When viewed like this, this makes a sprint a fixed time, variable scope container, with the sprint goal front and centre as the outcome we’re trying to achieve as a team.
Escaping fixed-time, fixed-scope sprint goals
Here are 3 tips in creating effective sprint goals, that help keep the focus on the outcome of the sprint, and not into falling into the trap of a fixed-scope ouputs-driven goal…
- Relate it back to a higher level goal. If you’ve create a story map with slices, and/or use OKRs, these are a great basis to connect your smaller sprint goal to those larger goals. e.g. You have a goal to decrease dropoff on your checkout flow in slice 1 of your story map or roadmap theme. Your first sprint goal could be to decrease dropoff on the cart summary part of your flow. The team should be able to trace sprint goals back to roadmap goals.

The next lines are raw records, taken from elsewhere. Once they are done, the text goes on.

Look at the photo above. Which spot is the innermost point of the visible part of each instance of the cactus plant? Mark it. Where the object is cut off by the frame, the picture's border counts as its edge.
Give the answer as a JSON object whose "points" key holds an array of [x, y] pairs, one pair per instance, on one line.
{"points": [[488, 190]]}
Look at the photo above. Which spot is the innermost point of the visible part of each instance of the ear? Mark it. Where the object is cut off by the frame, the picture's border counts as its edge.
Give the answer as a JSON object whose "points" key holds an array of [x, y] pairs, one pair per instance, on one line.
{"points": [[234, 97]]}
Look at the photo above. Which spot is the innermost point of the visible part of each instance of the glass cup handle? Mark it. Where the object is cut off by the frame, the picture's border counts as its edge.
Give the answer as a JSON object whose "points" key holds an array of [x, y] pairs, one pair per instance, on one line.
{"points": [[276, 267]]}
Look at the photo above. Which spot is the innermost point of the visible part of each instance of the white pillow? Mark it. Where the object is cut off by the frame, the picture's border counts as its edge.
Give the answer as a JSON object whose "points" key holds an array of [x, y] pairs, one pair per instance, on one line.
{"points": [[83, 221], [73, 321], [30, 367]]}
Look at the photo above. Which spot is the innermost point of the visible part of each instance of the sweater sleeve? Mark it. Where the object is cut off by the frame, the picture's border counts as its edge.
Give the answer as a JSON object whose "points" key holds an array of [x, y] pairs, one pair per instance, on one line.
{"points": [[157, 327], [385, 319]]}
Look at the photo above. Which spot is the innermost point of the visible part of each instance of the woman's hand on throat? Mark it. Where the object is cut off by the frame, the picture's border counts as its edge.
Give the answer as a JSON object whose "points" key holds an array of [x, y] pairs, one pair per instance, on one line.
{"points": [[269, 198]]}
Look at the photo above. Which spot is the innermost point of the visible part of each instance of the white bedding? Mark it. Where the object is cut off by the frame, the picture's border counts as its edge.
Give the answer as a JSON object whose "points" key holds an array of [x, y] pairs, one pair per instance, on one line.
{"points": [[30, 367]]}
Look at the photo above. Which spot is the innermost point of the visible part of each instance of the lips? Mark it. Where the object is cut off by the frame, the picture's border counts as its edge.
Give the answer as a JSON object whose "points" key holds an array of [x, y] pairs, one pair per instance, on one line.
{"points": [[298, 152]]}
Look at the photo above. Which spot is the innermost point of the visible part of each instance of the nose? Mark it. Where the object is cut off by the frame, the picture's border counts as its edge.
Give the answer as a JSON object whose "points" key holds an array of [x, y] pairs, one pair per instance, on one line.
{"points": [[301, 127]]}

- Check your user stories against the INVEST criteria — particularly around the “Negotiable” aspect. If push comes to shove in week 2 of the sprint, the timebox can be a great forcing function to think creatively about how to achieve more outcome with less output than originally planned. e.g. We’d like to enable the user to select an upsell — maybe a text link is enough for now, the fancier option could come later.
- Try out Roman Pichler’s Sprint Goal template — https://www.romanpichler.com/tools/the-sprint-goal-template/ — this is a nice thinking tool I’d recommend.
How does your team view sprint goals and scope within sprints? I’d love to hear your thoughts.